Changelog of @hackage/lapack 0.4

Change log for the lapack package

0.4

  • Unified Matrix type that provides the same type parameters across all special types. This reduces the use of type functions and improves type inference.

  • Unified transpose and adjoint functions enabled by the new Matrix type.

  • Unpacked format: We now support data type and according functions for unpacked triangular, symmetric and Hermitian matrices. Enables declaration e.g. of Hessenberg matrices.

  • There are now two types of square matrices:

    • Square: height and width shapes match exactly

    • LiberalSquare: only the sizes of height and width match

  • Square.eigensystem: Use liberal square as transformation matrix, such that the eigenvalue array has ShapeInt shape.

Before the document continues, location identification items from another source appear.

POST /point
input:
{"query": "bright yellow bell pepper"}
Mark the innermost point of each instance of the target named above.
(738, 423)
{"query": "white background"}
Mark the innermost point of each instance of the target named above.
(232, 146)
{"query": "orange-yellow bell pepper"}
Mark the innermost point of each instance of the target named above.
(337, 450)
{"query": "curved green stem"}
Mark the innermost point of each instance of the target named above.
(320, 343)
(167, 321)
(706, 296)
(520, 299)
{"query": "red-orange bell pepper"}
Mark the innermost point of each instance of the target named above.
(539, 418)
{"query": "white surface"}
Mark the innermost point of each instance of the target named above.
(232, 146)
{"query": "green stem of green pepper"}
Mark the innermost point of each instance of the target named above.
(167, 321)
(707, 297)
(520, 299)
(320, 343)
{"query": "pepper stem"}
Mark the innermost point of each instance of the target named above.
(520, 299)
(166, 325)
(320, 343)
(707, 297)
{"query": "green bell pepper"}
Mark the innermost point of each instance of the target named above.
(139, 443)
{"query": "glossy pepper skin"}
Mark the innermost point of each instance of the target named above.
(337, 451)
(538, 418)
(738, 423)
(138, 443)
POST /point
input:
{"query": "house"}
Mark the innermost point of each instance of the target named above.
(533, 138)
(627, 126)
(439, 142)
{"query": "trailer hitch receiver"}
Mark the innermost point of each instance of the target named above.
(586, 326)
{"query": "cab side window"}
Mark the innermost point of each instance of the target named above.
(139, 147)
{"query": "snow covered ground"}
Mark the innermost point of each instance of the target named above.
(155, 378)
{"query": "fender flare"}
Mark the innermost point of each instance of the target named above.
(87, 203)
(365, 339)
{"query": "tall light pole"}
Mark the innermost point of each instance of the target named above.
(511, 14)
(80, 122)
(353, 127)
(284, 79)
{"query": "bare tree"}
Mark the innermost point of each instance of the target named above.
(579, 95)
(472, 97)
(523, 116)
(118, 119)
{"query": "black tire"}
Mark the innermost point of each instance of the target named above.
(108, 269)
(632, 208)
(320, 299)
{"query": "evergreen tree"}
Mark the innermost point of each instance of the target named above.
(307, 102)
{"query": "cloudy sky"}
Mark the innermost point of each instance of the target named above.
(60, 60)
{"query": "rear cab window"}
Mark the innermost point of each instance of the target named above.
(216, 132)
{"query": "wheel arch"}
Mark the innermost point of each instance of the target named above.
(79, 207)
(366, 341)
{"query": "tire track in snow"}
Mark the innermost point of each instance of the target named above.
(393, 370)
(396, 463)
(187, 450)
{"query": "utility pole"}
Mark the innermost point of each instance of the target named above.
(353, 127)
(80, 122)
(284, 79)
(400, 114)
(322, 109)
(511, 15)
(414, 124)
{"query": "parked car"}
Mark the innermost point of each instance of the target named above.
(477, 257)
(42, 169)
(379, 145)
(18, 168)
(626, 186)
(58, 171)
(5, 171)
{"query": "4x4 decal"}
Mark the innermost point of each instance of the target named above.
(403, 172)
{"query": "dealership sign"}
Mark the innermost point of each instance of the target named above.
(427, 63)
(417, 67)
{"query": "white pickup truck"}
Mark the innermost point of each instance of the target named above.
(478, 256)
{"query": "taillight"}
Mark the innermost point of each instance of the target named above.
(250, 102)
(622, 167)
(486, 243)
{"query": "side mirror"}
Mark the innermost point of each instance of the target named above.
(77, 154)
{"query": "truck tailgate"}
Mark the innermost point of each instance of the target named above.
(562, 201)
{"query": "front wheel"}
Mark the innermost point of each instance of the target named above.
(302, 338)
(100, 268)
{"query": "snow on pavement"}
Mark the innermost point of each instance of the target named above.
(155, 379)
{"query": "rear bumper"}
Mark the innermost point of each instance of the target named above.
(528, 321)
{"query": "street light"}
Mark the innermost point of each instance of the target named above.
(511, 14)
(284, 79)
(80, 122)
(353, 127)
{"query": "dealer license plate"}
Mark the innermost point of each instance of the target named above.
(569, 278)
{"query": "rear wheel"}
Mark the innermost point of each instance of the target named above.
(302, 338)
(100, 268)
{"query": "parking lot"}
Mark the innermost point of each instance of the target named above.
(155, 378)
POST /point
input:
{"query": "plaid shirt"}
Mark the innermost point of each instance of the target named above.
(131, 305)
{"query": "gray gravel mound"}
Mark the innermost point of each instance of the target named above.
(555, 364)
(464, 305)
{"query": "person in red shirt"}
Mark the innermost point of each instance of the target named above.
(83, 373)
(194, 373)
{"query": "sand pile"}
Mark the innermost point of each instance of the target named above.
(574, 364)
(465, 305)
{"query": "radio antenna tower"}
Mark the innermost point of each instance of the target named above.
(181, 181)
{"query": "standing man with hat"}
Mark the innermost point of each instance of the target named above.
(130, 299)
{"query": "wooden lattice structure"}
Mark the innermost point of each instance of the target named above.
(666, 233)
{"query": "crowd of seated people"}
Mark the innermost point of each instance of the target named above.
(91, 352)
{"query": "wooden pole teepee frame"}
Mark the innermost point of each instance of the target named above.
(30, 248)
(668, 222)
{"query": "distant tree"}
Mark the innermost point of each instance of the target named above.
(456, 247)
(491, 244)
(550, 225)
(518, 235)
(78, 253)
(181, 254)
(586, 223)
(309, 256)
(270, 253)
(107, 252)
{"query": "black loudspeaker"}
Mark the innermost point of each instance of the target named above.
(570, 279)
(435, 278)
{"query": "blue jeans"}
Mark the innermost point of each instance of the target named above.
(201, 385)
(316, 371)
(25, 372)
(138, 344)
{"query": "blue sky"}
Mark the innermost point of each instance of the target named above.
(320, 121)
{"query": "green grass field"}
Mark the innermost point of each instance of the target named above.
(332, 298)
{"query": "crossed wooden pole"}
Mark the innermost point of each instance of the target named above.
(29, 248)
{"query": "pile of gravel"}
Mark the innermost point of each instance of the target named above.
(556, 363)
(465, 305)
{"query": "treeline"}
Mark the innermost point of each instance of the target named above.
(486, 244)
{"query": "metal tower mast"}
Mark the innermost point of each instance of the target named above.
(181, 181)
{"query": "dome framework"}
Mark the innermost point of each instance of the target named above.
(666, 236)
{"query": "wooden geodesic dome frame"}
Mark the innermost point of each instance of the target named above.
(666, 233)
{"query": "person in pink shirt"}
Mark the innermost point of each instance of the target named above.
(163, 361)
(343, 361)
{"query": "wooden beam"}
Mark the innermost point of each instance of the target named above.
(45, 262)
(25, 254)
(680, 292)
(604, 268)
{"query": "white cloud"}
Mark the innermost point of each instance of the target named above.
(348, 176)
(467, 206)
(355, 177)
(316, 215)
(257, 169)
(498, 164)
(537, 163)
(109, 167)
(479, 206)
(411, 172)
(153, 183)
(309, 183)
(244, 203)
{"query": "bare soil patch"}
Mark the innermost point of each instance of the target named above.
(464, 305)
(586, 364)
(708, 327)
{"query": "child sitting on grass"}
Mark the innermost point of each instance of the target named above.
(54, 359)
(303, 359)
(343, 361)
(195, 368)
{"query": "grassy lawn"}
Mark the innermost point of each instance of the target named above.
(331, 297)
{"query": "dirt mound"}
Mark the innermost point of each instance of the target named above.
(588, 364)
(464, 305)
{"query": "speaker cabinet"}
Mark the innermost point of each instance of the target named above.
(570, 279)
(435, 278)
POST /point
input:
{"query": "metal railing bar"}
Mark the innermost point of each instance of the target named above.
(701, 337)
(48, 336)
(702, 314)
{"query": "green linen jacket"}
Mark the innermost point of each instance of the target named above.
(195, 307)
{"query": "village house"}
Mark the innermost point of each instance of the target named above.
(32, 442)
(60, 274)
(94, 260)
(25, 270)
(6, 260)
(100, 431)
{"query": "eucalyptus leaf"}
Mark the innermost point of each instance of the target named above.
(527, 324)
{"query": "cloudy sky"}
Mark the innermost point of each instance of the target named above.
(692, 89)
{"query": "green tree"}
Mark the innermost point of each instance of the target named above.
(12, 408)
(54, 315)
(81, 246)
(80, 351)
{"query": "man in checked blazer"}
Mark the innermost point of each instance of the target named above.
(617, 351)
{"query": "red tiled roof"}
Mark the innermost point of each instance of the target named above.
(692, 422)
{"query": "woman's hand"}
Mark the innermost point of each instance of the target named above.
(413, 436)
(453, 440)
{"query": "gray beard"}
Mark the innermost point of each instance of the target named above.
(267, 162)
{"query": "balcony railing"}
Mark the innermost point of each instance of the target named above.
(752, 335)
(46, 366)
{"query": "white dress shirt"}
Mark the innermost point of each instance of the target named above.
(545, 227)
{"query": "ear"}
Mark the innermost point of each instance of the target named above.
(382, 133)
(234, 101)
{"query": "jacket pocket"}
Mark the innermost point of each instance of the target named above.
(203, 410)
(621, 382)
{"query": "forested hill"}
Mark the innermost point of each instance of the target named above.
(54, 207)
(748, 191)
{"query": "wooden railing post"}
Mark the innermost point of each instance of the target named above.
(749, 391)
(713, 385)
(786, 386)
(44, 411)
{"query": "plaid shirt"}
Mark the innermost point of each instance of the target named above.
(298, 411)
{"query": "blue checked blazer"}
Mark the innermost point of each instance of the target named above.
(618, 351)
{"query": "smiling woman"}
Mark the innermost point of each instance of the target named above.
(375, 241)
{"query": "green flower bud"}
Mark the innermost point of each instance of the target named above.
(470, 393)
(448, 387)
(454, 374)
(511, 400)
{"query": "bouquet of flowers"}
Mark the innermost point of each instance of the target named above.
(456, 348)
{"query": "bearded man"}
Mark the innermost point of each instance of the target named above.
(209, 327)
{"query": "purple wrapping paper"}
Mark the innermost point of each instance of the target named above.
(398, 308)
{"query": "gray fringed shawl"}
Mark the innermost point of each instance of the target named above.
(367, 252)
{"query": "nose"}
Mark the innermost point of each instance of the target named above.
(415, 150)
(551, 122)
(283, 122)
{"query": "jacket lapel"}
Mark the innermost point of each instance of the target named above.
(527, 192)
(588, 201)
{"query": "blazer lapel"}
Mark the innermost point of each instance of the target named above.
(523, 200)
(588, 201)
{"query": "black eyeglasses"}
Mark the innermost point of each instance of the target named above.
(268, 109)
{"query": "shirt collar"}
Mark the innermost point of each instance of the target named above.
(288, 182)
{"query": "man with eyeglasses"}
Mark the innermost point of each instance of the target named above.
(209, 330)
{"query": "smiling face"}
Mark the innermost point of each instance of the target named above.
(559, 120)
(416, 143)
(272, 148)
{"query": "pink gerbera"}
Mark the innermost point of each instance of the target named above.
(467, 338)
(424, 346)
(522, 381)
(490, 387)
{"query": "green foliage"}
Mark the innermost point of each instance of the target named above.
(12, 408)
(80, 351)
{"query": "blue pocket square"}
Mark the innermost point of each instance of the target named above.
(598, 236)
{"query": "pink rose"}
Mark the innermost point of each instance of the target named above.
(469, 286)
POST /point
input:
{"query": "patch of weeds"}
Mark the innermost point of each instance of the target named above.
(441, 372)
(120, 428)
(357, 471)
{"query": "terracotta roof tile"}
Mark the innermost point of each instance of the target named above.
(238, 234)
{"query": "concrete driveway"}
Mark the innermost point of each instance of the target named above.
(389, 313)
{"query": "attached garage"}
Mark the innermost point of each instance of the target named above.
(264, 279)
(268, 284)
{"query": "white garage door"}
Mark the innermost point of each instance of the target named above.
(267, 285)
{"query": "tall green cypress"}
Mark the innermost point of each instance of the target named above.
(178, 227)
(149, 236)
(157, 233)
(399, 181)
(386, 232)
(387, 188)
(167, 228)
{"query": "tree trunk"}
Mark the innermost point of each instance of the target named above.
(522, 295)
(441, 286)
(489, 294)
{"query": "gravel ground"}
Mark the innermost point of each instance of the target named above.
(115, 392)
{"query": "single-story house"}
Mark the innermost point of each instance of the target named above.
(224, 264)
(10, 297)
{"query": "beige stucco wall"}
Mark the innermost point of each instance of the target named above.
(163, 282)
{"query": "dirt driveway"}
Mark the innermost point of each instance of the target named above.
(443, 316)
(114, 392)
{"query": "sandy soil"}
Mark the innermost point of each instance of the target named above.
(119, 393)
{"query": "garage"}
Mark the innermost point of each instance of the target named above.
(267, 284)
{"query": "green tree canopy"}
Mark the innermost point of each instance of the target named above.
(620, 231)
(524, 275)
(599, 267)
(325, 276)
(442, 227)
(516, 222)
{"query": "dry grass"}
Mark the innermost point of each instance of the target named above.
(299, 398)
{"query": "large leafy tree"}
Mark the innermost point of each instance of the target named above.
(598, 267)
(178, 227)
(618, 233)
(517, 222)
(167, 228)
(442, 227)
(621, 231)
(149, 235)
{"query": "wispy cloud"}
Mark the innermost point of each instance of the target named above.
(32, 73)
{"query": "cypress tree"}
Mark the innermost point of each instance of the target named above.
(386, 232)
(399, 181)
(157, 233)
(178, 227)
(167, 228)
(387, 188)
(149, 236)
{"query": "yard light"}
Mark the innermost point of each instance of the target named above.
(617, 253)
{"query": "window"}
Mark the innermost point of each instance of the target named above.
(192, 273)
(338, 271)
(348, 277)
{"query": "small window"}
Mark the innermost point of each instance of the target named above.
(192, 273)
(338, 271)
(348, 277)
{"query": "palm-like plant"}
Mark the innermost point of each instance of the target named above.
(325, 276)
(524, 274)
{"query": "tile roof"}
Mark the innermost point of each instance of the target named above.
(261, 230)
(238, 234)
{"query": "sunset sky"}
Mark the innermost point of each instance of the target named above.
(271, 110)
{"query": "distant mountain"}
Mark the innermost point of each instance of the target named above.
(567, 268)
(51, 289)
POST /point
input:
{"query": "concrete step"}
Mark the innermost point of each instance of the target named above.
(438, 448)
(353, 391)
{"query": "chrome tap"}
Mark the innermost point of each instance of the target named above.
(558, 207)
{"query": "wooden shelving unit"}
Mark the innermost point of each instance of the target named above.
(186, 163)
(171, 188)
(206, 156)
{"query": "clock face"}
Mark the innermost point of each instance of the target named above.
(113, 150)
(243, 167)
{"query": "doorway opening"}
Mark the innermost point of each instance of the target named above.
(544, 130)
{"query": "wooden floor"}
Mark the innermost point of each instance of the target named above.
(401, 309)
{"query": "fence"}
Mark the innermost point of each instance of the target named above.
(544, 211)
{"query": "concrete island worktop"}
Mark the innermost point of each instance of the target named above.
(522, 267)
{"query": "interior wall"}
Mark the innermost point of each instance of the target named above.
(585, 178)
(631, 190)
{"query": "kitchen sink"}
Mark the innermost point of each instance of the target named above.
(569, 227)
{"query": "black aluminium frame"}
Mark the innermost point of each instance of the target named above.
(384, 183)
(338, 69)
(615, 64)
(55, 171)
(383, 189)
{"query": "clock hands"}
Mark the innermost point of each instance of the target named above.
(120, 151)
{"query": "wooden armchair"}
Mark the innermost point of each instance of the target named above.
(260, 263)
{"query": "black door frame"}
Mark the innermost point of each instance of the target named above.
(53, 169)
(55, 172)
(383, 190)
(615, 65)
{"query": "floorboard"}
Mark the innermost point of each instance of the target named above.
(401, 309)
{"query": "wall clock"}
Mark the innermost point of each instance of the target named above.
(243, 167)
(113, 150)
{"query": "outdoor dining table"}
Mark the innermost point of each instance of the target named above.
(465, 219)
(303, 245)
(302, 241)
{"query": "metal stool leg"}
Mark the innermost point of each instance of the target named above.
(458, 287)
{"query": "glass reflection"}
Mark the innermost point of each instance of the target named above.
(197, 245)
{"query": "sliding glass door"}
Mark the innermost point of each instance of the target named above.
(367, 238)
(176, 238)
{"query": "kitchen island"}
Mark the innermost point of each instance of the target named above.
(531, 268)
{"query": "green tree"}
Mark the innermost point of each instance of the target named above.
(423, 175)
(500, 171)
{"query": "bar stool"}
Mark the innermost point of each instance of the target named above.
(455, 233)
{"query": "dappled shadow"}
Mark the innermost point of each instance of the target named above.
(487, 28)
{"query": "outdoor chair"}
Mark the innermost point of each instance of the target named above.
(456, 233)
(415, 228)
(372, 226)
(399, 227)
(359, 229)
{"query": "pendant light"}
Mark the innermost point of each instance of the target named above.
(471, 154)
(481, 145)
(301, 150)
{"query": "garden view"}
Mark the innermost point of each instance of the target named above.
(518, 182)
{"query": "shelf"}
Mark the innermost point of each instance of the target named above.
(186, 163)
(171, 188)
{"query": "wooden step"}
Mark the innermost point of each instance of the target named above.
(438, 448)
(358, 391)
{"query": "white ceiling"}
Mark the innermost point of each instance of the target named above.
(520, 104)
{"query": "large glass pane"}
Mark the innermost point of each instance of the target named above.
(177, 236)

The dimension of the input square matrix does not make sense as shape for the eigenvalue array.

  • Square.fromGeneral -> fromFull

  • Orthogonal.affineKernelFromSpan -> affineFiberFromFrame, Orthogonal.affineSpanFromKernel -> affineFrameFromFiber

0.3.2

  • Orthogonal: project, affineKernelFromSpan, affineSpanFromKernel, leastSquaresConstraint, gaussMarkovLinearModel

  • Symmetric.fromHermitian, Hermitian.fromSymmetric

  • instance Monoid Matrix, especially mempty for matrices with static shapes.

  • Extent.Dimensions: turn from type family to data family

  • Start using doctest-extract for simple tests

0.3.1

  • Matrix.Symmetric: You can now import many functions for symmetric matrices from this module. This is more natural than importing them from Triangular.

0.3

  • Matrix data family

  • Matrix: ZeroInt -> ShapeInt, zeroInt -> shapeInt

  • Hermitian, BandedHermitian: covariance -> gramian

  • Square.eigensystem: Return left eigenvectors as rows of the last matrix. This is adjoint with respect to the definition in lapack-0.2 but it is consistent with the other eigenvalue and singular value decompositions.